Bipolar disorder became conflated with depression, and this led to the prescription of selective serotonin reuptake inhibitors like Prozac and Zoloft for children and adolescents. Now the pharmaceutical companies saw a large opportunity to expand the use of SSRIs into younger age groups.  Although the prescribing of these powerful compounds is now mainstream, some meta-analysis studies have shown that SSRIs may have little or no therapeutic effect for severe and moderate depression, respectively.

The diagnoses of bipolar disorders can be given by all manner of health care professionals, including medical doctors, psychiatrists, psychologists, counselors, school nurses, and community health educators. For some parents, it comes as a relief to have a label attached to their child's difficult behavior; it can also be a relief to believe that a pill or psychotherapy can solve their problem.

Dr. Stuart Kaplan M.D., Professor of Psychiatry at the Penn State College of Medicine, writes,
"Despite the dramatic surge in the rates of diagnosis of bipolar disorder in children, the number of children under 12 who actually have the disorder is rare, according to a recent (2010) report of the highly influential American Psychiatric Association's Diagnostic and Statistical Manual, Fifth Edition (DSM-V)  Child and Adolescent Disorder Work Group.             
The total yearly cost of psychiatric treatment for youth aged one to 24 years was estimated at 18 billion dollars per year in 2007, according to work jointly sponsored by the National Research Council and the Institute of Medicine.  What have we received for the money we have spent studying and treating bipolar disorder in children and adolescents? How much does the misdiagnosis of child bipolar really cost?"
The adoption of Revision V of the DSM will have very significant effects on the growth of health care spending dollars, and yet the seemingly arcane discussions within the APA are barely newsworthy or worthy of critical scrutiny by legislators and disinterested analysts.

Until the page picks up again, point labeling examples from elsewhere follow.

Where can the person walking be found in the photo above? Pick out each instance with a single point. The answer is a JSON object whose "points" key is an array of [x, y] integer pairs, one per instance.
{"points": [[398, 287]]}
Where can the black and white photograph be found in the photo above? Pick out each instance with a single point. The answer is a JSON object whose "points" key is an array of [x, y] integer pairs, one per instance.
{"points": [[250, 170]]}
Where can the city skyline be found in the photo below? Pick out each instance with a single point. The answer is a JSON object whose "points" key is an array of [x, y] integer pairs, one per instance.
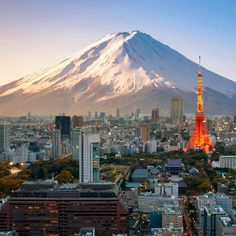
{"points": [[37, 34]]}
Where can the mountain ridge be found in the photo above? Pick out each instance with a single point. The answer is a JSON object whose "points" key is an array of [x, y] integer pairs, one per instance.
{"points": [[117, 67]]}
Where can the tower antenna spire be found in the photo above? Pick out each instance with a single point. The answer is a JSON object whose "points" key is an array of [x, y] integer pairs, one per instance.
{"points": [[199, 63]]}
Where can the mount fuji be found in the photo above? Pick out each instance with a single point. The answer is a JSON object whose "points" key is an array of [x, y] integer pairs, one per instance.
{"points": [[122, 70]]}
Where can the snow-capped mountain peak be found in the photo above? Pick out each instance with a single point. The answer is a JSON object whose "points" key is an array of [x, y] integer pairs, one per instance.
{"points": [[117, 65]]}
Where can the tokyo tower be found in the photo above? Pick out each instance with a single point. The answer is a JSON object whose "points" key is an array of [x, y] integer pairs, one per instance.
{"points": [[200, 138]]}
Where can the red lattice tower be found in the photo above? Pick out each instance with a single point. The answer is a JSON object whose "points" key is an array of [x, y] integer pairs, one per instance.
{"points": [[200, 138]]}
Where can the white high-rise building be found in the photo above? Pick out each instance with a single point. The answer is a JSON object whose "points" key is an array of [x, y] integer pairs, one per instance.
{"points": [[85, 144], [4, 136], [56, 143]]}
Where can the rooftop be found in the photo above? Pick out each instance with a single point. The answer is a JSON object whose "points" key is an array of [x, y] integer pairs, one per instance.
{"points": [[50, 188]]}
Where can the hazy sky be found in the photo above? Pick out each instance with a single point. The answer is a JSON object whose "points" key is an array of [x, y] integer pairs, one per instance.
{"points": [[38, 33]]}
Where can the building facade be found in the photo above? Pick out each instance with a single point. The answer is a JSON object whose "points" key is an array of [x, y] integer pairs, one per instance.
{"points": [[228, 162], [4, 136], [56, 143], [63, 123], [155, 115], [86, 149], [46, 208]]}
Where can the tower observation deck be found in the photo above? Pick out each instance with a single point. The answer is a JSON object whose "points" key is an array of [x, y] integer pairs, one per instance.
{"points": [[200, 138]]}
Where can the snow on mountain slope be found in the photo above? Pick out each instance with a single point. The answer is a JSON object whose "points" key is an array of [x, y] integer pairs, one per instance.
{"points": [[121, 64]]}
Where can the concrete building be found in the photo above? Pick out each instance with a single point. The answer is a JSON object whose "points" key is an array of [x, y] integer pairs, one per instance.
{"points": [[77, 121], [210, 215], [151, 146], [148, 202], [46, 208], [63, 123], [155, 115], [225, 226], [88, 153], [171, 216], [169, 231], [4, 136], [177, 110], [174, 167], [145, 133], [209, 200], [56, 143], [227, 162], [167, 190]]}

Besides the waste of billions of dollars that could be better spent in other ways, children can suffer the effects of being labeled for a condition that may not have; they may also be exposed to powerful drugs that don't benefit them and which could do them harm.

Spending more time on candid, fact-based discussion of issues where billions of dollars are being misdirected  has to be an improvement on the current situation of unfettered, economic self-interest among pharmaceutical companies and mental health practitioners.